The synopsis for Fallen Kingdom doesn't sound any more original and inspiring than Jurassic World, either. With the dinosaurs now roaming freely on the abandoned Isla Nublar, Claire is heading up a dinosaur protection agency, when she discovers that an impending volcanic eruption could end them. Enter Owen, who tries to help Claire get the remaining dinosaurs off the island. Because nothing could possibly go wrong.

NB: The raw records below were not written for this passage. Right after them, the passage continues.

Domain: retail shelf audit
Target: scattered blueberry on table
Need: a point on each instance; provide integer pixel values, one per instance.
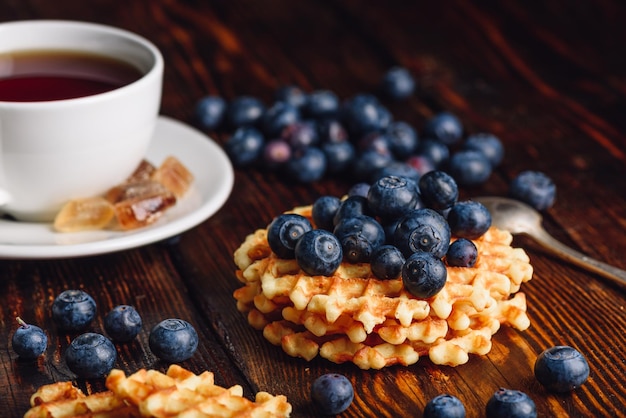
(29, 341)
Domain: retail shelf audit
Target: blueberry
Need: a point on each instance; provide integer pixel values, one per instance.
(397, 169)
(245, 146)
(359, 189)
(391, 197)
(323, 211)
(122, 323)
(332, 393)
(244, 111)
(424, 275)
(403, 139)
(445, 127)
(353, 205)
(438, 190)
(489, 144)
(386, 262)
(73, 310)
(469, 219)
(561, 369)
(90, 355)
(210, 111)
(367, 165)
(339, 156)
(359, 236)
(363, 113)
(284, 232)
(29, 341)
(318, 253)
(306, 165)
(300, 134)
(173, 340)
(322, 104)
(533, 188)
(276, 153)
(508, 403)
(469, 168)
(277, 117)
(422, 230)
(291, 94)
(436, 151)
(398, 83)
(444, 406)
(462, 253)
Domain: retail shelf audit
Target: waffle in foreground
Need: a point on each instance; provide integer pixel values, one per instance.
(150, 393)
(354, 317)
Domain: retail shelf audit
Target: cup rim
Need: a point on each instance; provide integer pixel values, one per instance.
(156, 70)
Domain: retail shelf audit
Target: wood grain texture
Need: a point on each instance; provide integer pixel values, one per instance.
(548, 78)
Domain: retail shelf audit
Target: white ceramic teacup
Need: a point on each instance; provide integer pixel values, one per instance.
(53, 151)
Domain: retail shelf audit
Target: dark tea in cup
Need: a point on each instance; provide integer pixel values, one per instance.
(46, 75)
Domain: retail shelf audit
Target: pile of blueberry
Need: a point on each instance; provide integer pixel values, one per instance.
(559, 369)
(311, 135)
(93, 355)
(401, 227)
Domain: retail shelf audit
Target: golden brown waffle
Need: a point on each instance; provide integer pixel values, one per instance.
(150, 393)
(352, 316)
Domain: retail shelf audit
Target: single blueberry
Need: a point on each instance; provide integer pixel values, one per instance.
(29, 341)
(561, 369)
(244, 111)
(509, 403)
(424, 275)
(489, 144)
(173, 340)
(90, 355)
(533, 188)
(391, 197)
(277, 117)
(339, 156)
(284, 232)
(445, 127)
(462, 253)
(403, 139)
(291, 94)
(359, 236)
(322, 104)
(438, 190)
(398, 83)
(469, 219)
(352, 206)
(318, 253)
(444, 406)
(245, 146)
(122, 323)
(73, 310)
(436, 151)
(387, 262)
(422, 230)
(210, 111)
(469, 168)
(323, 211)
(332, 393)
(306, 165)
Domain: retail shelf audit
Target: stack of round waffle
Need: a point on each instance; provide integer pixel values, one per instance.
(352, 316)
(150, 393)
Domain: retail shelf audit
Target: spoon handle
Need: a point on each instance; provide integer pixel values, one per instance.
(547, 241)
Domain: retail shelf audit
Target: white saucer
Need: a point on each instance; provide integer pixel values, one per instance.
(213, 182)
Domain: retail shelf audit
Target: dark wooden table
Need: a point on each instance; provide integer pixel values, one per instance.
(549, 80)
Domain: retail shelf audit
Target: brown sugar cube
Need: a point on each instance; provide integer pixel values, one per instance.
(140, 204)
(84, 214)
(174, 175)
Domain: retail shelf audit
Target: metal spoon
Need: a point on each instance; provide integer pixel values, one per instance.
(519, 218)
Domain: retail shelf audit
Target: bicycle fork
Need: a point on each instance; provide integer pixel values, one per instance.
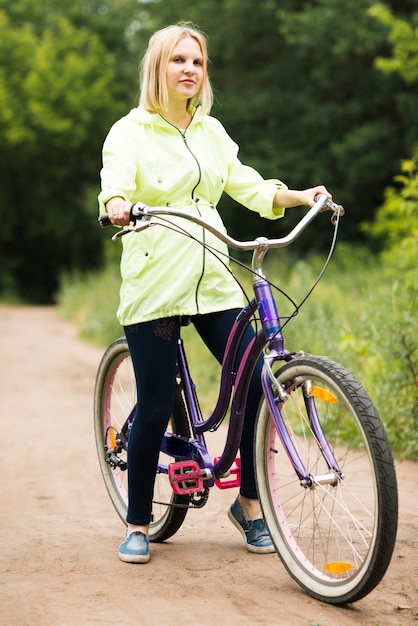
(275, 394)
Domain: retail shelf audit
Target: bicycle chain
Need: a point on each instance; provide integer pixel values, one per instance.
(196, 501)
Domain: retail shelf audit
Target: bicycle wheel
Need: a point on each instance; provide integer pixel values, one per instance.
(335, 540)
(114, 402)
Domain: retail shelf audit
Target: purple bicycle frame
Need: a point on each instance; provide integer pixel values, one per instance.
(271, 334)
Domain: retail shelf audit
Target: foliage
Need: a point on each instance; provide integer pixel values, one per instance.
(361, 319)
(299, 88)
(52, 118)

Part of the problem surely lies in the assumption that the Jurassic Park franchise is a money-maker. It seems as though, with Jurassic World, Trevorrow played it safe, in the hope that those who watched in awe back in 1993, now have kids of their own to take to the movies, and were eager for them to have the same experience. Well, it worked, but will it work again? The trailer for Fallen Kingdom have been wholly uninspiring, and don't lead us to believe that there's anything worth coming back for. That may not be the case, but given that a trailer is supposed to highlight the best bits, it seems pretty likely that an original, daring, entertaining adventure is not going to be what's played out on screen. In Jurassic Park, Spielberg created a movie that will go down in history; a true classic. But the franchise had its time, it's moment of glory, and now it's limping along to an unsatisfying, pitiful end.